Transit riders are feeling the pinch of the recent MTA fare hike and are looking for someone to blame. Some are pointing their fingers at MTA executives for their $250,000+ salaries; others are blaming transit workers, who earn an honest living of around $60,000 a year. Riders' anxiety is understandable, as fare hikes cost $200 every year and there's no end in sight.
Since the recession hit, the MTA raised the fares four times. The first was in 2008 to match the rate of inflation with a 3.9 percent hike. The MTA has been taking out loans for years to pay for expansion projects and other capital investments. But just like a credit card bill, debt eventually needs to be paid off. And in the MTA's case, their debt service has a balloon-type borrowing program that goes up every year. The big banks -- you know, the folks who caused the recession -- got bailed out by the Federal Government with 0 percent interest loans.
But the MTA is busting its budget to pay off their debt, which is about 17 percent of its general operating expenses, with interest rates at about 4.5 percent. As the MTA's debt continues to increase, so do the fares, with the last two hikes coming in at three times the rate of inflation. If the big banks can get zero interest loans from the Federal Government, can't the publicly subsidized MTA get a better deal?

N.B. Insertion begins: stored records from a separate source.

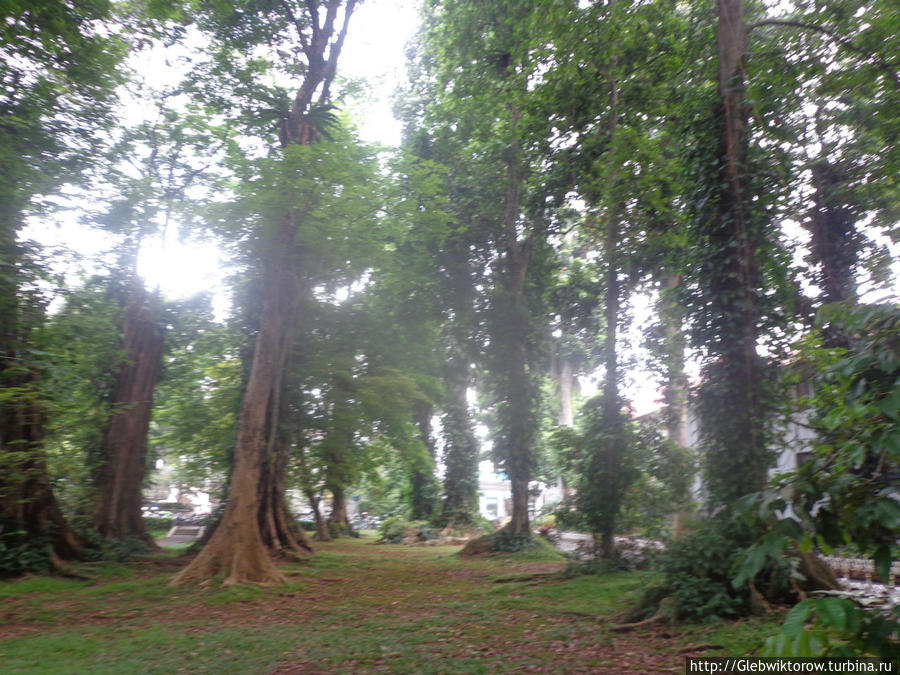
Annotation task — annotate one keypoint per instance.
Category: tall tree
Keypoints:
(153, 165)
(236, 549)
(57, 72)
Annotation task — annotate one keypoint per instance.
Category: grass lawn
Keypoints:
(355, 606)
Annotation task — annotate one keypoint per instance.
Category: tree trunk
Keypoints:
(518, 411)
(121, 477)
(460, 446)
(322, 533)
(337, 519)
(27, 502)
(421, 478)
(565, 385)
(612, 414)
(236, 549)
(280, 533)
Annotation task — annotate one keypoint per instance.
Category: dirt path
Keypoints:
(357, 607)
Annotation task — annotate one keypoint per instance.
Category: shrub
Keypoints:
(699, 573)
(21, 554)
(391, 529)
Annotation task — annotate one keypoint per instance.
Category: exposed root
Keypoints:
(665, 614)
(483, 545)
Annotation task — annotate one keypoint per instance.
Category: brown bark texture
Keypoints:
(27, 502)
(121, 477)
(237, 549)
(280, 532)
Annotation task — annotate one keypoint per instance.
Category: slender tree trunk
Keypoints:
(121, 477)
(27, 502)
(675, 389)
(518, 412)
(461, 448)
(565, 386)
(732, 413)
(612, 414)
(337, 519)
(280, 532)
(236, 549)
(422, 481)
(322, 533)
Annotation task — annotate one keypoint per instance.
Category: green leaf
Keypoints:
(832, 612)
(797, 617)
(883, 562)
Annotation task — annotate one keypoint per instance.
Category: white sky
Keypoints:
(374, 51)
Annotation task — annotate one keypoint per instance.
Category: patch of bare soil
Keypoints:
(394, 589)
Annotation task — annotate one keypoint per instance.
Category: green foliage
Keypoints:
(391, 529)
(836, 627)
(513, 542)
(653, 482)
(698, 570)
(158, 527)
(23, 554)
(847, 491)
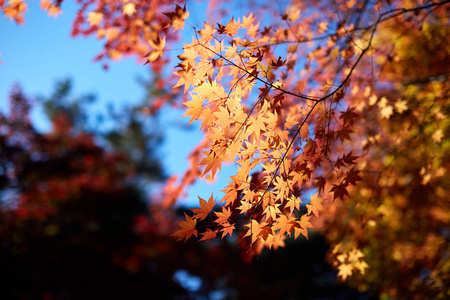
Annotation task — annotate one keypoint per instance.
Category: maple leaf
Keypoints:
(301, 227)
(248, 21)
(284, 224)
(345, 270)
(349, 158)
(386, 112)
(177, 17)
(207, 33)
(315, 205)
(129, 9)
(205, 208)
(222, 217)
(94, 18)
(212, 164)
(339, 191)
(227, 229)
(272, 211)
(293, 203)
(401, 106)
(208, 235)
(254, 229)
(195, 108)
(320, 183)
(187, 228)
(352, 176)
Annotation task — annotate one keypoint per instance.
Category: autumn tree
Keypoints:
(335, 113)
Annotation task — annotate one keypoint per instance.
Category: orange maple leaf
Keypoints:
(205, 208)
(187, 228)
(227, 229)
(301, 227)
(195, 108)
(208, 235)
(315, 205)
(222, 217)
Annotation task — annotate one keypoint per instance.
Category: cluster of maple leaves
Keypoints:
(284, 97)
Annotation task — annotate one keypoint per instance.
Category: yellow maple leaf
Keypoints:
(94, 18)
(315, 205)
(129, 9)
(345, 270)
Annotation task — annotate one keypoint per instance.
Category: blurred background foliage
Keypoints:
(77, 220)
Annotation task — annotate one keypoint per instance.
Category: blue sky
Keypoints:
(41, 51)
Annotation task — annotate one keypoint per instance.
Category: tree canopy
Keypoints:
(335, 112)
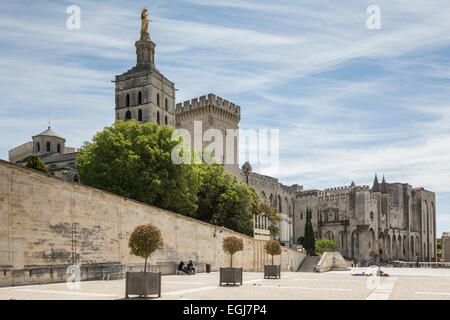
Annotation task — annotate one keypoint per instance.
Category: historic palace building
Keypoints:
(388, 221)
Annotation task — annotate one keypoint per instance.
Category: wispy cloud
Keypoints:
(348, 101)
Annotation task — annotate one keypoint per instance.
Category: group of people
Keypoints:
(188, 269)
(365, 263)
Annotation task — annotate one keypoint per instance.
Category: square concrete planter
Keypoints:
(143, 284)
(231, 276)
(272, 271)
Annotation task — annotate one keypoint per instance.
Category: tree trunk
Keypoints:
(145, 265)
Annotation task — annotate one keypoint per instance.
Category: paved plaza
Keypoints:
(429, 284)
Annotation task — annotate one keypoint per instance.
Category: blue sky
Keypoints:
(348, 101)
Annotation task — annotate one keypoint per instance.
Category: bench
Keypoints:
(110, 271)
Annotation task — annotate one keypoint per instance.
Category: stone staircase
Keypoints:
(308, 264)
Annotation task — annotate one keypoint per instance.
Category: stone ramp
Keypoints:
(308, 264)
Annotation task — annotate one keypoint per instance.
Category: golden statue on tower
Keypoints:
(144, 26)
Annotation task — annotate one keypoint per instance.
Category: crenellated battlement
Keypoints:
(209, 100)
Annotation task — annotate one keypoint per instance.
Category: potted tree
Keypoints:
(273, 248)
(231, 245)
(144, 240)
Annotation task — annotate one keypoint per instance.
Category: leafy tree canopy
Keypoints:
(273, 216)
(224, 201)
(231, 245)
(134, 160)
(144, 240)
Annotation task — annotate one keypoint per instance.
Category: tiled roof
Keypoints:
(49, 133)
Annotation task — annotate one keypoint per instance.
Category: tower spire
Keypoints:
(376, 185)
(383, 186)
(145, 48)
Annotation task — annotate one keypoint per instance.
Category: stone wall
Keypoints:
(47, 224)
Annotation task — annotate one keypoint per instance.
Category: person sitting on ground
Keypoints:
(190, 267)
(182, 267)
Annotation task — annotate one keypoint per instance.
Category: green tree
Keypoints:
(36, 163)
(224, 201)
(134, 160)
(272, 215)
(231, 245)
(273, 248)
(309, 241)
(325, 245)
(144, 240)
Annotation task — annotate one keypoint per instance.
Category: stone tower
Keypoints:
(212, 112)
(143, 93)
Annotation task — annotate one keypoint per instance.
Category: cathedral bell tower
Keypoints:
(143, 93)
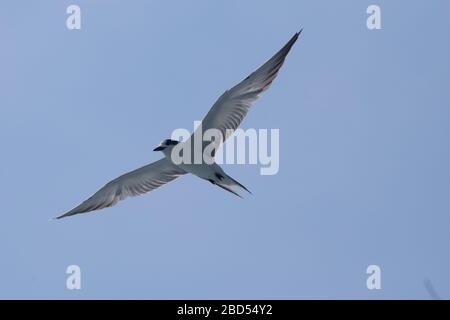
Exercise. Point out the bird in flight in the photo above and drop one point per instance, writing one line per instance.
(225, 116)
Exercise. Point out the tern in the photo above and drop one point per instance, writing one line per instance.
(225, 115)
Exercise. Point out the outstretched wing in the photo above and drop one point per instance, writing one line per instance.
(232, 106)
(131, 184)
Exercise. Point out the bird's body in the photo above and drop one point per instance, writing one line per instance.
(225, 116)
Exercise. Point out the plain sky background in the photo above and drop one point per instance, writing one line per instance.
(364, 119)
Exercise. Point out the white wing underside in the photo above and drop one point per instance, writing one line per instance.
(131, 184)
(225, 115)
(232, 106)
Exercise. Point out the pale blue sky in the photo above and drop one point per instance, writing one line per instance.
(364, 149)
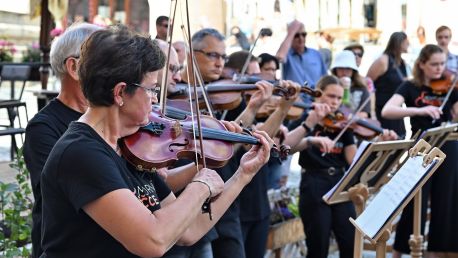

All across the country, cities and transit authorities are suing big banks because of their manipulation of LIBOR, or the London interbank rate, which has been the standard for determining lending rates for millions of loans. The MTA could do the same, renegotiate a better interest rate, and stop allocating so much of its budget every year to paying off their debt.
Meanwhile, transit advocates are calling on the state and city to fork up more money for public transit, as they've been systematically defunding the MTA since the mid-1990s. Despite recent fare hikes, Governor Andrew Cuomo's 2013 budget diverted $20 million from the MTA, and New York City is allocating just $160 million per year towards the MTA's budget--which is less than Mayor Koch allocated in the late '80s. A fair investment from both the city and state would significantly lessen the rider's burden of rising transit costs.
Finally, the Transportation Infrastructure Bond Act, which would repair existing road and bridge infrastructure and invest $770 million in the MTA's five-year capital plan, has been introduced in the New York State Assembly. Not only could the bill create good jobs, but it would be a boost to the economy.
None of these solutions are going to be easy wins, and none of them are going to be complete fixes. But we can't scapegoat the honest salaries and earned benefits of hardworking people. And we can't let the right-wing use these recent fare hikes as an opportunity to privatize public transit, which will just lead to more fare hikes and service cuts. Instead, let's focus our energy on advocating for an affordable and equitable mass transit system, because if we want to prevent fare hikes in 2015, we need to start now.